Tuesday, April 29, 2014

One Perfect Page

A couple of weeks ago I finished reading Inherent Vice, which Thomas Pynchon released in 2009, and which is only the second Pynchon I've read. Appropriately, it seems to be the second most approachable of his books, because it's only about 370 pages and its journey and characters are reasonably straightforward. Part of the reason I wanted to read it was the approachable thing and the other part was this book trailer, below, which I think I've linked to now three times on this blog, but I can't help it, I've watched this thing like 50 times and I never get tired of it. The voice is Pynchon's, apparently, and he's so private that I just can't get over how cool the existence of this narration is, because why this book trailer (which is a ridiculous concept, IMHO)? Why now, i.e. 2009? Why this book? O, the mystery.


The prose in the trailer does not appear in sequence in the book, to the best of my ability to recognize prose from 2.5 minutes of narration in 370 pages of writing. ("Gum-sandal" and "stewardii" do.) And the book is written in third person, not first, which just adds another layer of quirk.

But I didn't love the book, in truth. It was somewhat hard to follow (surprise!) and it just didn't seem to add up to much.

I loved The Crying of Lot 49 when I first read it because it was completely new to me. I'd never read anything so irreverent, nor anything that ended with what I perceived as a middle finger to the reader, nor anything that skipped along with such a light but powerful touch. I read it again for class a few weeks back and I loved it this time for similar but more sophisticated reasons (which is what comes of nearly a decade of additional reading in between): the lightness coupled with the depth of contemplation that's present in that book, the farce and tragedy inherent in it that's a little like the reverse of the Jacobean text-within-a-text, The Courier's Tragedy, that Pynchon invents. I.e. the tragedy in the play is farcical because the violence is so over-the-top, while the farce in the novel is tragic because it's life-and-death. And I loved the ending, which I no longer think is a middle finger but instead an educational-short-style "What do YOU, the readers at home, think happens next?"

Meanwhile, Inherent Vice didn't really have any depth. (I don't think.) It takes place in 1970 in a beach community in L.A., and I gotta say I suspect Pynchon wrote it in 1970 and just pulled it out of a drawer and fiddled with it a bit in order to publish it in 2009, because I have no idea how anyone on earth could remember such intensive detail about life 40 years ago, unless he didn't live life at all in between, which obviously is not the case. The detail is the thing I liked best about the book - life in 1970 in Los Angeles was sure interesting, and I felt like I had an up-close and personal perspective on it that, despite reading Helter Skelter about 30 times, I've never had before. But to write the book, he melds the hippie life and the noir detective life, and I found that forced, not cool.

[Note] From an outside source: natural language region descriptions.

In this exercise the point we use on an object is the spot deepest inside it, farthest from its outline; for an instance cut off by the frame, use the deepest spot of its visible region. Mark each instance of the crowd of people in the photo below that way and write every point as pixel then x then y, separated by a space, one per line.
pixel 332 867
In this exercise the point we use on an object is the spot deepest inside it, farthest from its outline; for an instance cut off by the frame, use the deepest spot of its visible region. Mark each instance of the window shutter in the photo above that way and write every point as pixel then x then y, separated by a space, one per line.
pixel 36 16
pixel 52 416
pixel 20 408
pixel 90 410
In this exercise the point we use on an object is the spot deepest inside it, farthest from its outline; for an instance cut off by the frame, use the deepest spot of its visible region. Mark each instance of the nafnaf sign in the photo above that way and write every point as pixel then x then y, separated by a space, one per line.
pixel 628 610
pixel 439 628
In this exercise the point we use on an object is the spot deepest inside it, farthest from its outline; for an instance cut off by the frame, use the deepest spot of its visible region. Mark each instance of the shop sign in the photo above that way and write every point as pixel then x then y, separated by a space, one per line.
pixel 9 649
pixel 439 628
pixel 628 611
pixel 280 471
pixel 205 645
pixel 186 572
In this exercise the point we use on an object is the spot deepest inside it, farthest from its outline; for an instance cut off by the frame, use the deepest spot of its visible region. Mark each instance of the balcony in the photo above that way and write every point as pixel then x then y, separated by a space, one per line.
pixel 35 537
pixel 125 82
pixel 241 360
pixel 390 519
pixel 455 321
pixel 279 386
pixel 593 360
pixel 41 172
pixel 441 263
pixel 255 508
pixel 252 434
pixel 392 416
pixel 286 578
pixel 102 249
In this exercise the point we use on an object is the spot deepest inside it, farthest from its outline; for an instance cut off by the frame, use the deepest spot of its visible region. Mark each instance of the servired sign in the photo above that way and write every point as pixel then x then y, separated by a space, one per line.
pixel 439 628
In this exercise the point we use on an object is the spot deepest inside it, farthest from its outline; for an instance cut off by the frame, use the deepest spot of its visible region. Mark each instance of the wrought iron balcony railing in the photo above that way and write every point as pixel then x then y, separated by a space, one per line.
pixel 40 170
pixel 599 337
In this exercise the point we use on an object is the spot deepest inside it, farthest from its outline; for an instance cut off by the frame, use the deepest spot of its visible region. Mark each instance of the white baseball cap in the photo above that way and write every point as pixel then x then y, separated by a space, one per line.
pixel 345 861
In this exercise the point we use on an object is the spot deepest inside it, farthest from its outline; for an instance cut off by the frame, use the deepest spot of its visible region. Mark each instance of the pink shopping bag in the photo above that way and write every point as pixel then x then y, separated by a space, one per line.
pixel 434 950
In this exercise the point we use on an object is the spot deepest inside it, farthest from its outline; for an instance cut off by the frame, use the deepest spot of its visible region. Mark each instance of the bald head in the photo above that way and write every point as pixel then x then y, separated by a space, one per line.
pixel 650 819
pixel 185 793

That said, there is some amazing stuff in the book. After I read page 98, I read it again, and then I bookmarked it and read it out loud to Matt, and then, when I returned the book to the library, I photocopied it and read it again. Then I typed it up and pasted it here, below. There's nothing before or after this on page 98; it's one perfect page that stands on its own, and it's like sugar-coated crack to me, this lyrical L.A. that appears almost nowhere in literature except in rare moments of Chandler and here, on page 98 of Inherent Vice.
Sunrise was on the way, the bars were just closed or closing, out in front of Wavos everybody was either at the tables along the sidewalk, sleeping with their heads on Health Waffles or in bowls of vegetarian chili, or being sick in the street, causing small-motorcycle traffic to skid in the vomit and so forth. It was late winter in Gordita, though for sure not the usual weather. You heard people muttering to the effect that last summer the beach didn't have summer till August, and now there probably wouldn't be any winter till spring. Santa Anas had been blowing all the smog out of downtown L.A., funneling between the Hollywood and Puente Hills on westward through Gordita Beach and out to sea, and this had been going on for what seemed like weeks now. Offshore winds had been too strong to be doing the surf much good, but surfers found themselves getting up early anyway to watch the dawn weirdness, which seemed like a visible counterpart to the feeling in everybody's skin of desert winds and heat and relentlessness, with the exhaust from millions of motor vehicles mixing with microfine Mojave sand to refract the light toward the bloody end of the spectrum, everything dim, lurid and biblical, sailor-take-warning skies. The state liquor stamps over the tops of tequila bottles in the stores were coming unstuck, is how dry the air was. Liquor-store owners could be filling those bottles with anything anymore. Jets were taking off the wrong way from the airport, the engine sounds were not passing across the sky where they should have, so everybody's dreams got disarranged, when people could get to sleep at all. In the little apartment complexes the wind entered narrowing to whistle through the stairwells and ramps and catwalks, and the leaves of the palm trees outside rattled together with a liquid sound, so that from inside, in the darkened rooms, in louvered light, it sounded like a rainstorm, the wind raging in the concrete geometry, the palms beating together like the rush of a tropical downpour, enough to get you to open the door and look outside, and of course there'd only be the same hot cloudless depth of day, no rain in sight.